Standard builtins' prototypes and toString
C. Scott Ananian
ecmascript at cscott.net
Thu Jun 12 12:14:17 PDT 2014
On Thu, Jun 12, 2014 at 3:06 PM, Till Schneidereit
<till at tillschneidereit.net> wrote:
> On Thu, Jun 12, 2014 at 8:29 PM, C. Scott Ananian <ecmascript at cscott.net>
> wrote:
>> (a) `#toString` throws TypeError when given a non-instance. Changes
>> `Date#toString()`, no change to `Date#toString.call({})`.
>>
>> (b) `#toString` is generic; invokes `Object#toString` when given a
>> non-instance. Changes both `Date#toString()` and
>> `Date#toString.call({})`.
>>
>> (c) `#toString` is generic; uses a "zero" value when given a
>> non-instance. No change to `Date#toString()`; changes
>> `Date#toString.call({})`.
>>
>> (d) `#toString` returns a "zero" value when given a prototype, throws
>> TypeError otherwise. No change to `Date#toString()` or
>> `Date#toString.call({})`.
>
> There is (e) `#toString` returns "[object Object]" when invoked on the (an)
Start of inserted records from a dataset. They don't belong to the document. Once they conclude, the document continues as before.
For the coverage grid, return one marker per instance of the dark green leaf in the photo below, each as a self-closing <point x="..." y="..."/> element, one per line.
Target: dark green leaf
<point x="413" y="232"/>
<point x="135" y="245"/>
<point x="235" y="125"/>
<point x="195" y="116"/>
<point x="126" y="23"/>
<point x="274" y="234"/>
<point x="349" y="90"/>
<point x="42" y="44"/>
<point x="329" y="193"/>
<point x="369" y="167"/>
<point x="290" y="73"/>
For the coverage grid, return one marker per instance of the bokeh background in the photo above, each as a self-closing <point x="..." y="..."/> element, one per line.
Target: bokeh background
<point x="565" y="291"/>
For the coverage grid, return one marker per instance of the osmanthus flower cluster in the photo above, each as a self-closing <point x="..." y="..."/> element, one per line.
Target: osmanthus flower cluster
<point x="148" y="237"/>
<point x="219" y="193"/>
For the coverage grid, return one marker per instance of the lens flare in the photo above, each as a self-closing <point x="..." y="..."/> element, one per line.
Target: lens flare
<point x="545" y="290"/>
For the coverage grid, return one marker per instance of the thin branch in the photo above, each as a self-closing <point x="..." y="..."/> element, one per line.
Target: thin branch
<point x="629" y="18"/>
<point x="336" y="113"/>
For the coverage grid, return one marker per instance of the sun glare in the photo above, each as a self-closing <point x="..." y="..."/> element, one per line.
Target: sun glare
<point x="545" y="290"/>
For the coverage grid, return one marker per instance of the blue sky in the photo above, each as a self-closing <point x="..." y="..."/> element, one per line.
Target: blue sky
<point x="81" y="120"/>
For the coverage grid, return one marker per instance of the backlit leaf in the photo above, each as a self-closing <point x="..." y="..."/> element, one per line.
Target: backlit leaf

> original Date.prototype (regardless of the Realm it came from). Otherwise,
> it throws when invoked on a non-instance.
>
> This is what Allen and me proposed.
Allen said:
> Your proposed change would return ToDateString(NaN) for both cases. So that preserves the ES5 level result when applied to Date.prototype but changes the result for any other non-Date object.
>
> With my proposed solution they would both produce "[object Object]" for both cases. So it changes the result of both cases, relative to ES5.
...which is option (b). (Allen, correct me if I'm reading that wrong!)